Watson was born in Newcastle. He moved to London in 1974 and studied fine art at Hornsey Art College from 1977 to 1980, where Adam Ant was his contemporary. He became an assistant to the photographer Red Saunders in 1980 and soon branched out as a photographer in his own right, primarily in the pop music business. From 1981 to 1986, he was one of the main photographers for "Smash Hits" magazine where his friend Neil Tennant was the assistant editor.

When Tennant formed the Pet Shop Boys with Chris Lowe, Watson took the first photographs of them and was their main photographer and video director from 1984 to 1991.

The first video he directed was "Opportunities (Let's Make Lots of Money)" for the Pet Shop Boys in 1985, his co-director being Andy Morahan.

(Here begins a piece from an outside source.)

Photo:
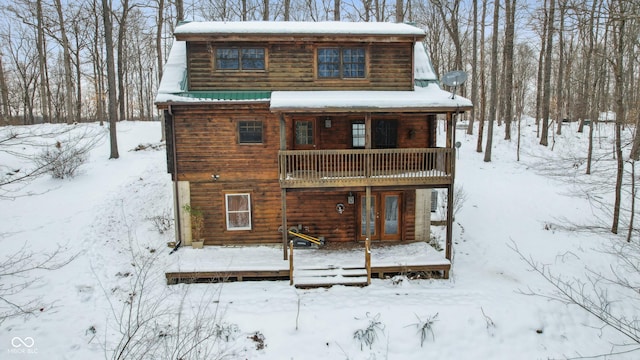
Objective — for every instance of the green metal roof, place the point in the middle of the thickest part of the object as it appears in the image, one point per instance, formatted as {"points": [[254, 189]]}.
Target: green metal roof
{"points": [[228, 95], [424, 83]]}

He subsequently directed a series of Pet Shop Boys videos, including "Suburbia", "What Have I Done to Deserve This?", "Domino Dancing", "So Hard" and "DJ Culture".

Watson also directed videos for a number of other pop artists including Holly Johnson and Yaz before concentrating on TV commercials.

He exhibited his photographs at the Blue Gallery in London and in the "Icons of Pop" exhibition of 1999 at the National Portrait Gallery. His photographs of the Pet Shop Boys were displayed at the National Portrait Gallery in London in 2006.

In later years Watson worked as Head of Photography at Rye College located in Rye, East Sussex.

On 18 March 2012, Watson died after suffering a heart attack.